5 Sinkhorn divergence
A regularised version of a Wasserstein metric (Cuturi 2013).
\[W_{p,\eta} (P, Q )^p:= \inf_{\gamma \in \Pi (P, Q )} \int_{M \times M} d(x, y)^{p} \, \mathrm{d} \gamma (x, y) -H(\gamma).\]
Here \(H\) is the entropy.
The examples I saw seem to be only applied to measures over finite sets (i.e. histograms, weighted point sets), where there are many neat tricks to make calculations tractable.
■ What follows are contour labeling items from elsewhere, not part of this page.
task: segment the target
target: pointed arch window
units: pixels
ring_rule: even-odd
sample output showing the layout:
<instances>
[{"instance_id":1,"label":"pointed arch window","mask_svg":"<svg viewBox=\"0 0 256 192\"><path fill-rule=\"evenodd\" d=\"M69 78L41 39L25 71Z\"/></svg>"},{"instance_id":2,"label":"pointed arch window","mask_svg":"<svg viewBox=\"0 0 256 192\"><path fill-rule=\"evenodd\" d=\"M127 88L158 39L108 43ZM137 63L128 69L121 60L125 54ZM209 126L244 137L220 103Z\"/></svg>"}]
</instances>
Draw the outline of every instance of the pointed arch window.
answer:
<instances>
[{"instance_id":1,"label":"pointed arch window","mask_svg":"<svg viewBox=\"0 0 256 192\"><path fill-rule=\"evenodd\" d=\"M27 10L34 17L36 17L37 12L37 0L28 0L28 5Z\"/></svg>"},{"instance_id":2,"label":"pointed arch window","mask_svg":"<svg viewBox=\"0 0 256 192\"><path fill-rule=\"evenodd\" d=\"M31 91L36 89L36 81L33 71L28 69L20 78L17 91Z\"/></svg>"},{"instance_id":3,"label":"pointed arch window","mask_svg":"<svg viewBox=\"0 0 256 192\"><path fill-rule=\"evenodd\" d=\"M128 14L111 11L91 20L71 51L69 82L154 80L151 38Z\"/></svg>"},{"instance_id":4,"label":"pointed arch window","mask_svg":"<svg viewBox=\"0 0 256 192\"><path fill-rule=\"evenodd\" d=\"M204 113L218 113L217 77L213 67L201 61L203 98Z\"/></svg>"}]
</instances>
Can it be more general? (Altschuler et al. 2019; Blanchet et al. 2018)
TBD.
6 Introductions
(Altschuler et al. 2019; Carlier et al. 2017; Thorpe 2018) have been recommended to me as compact modern introductions.
Peyré’s course to accompany Peyré and Cuturi (2019) has been recommended to me and comes with course notes.
Or the bibliography in POT: Python Optimal Transport.
7 Use in inference
8 Connection to Maximum mean discrepancy
Feydy et al. (2019) connects OT to maximum mean discrepancy.
9 Incoming
Fundamental theorem of optimal transport.
Michele Coscia’s paper using a graph Laplacian to calculate an approximate Earth mover distance over a graph topology. Buzzword use case: interpretably inferring graph transmission rate of a disease. This looks simple; surely it must be a known result in optimal transport metric studies?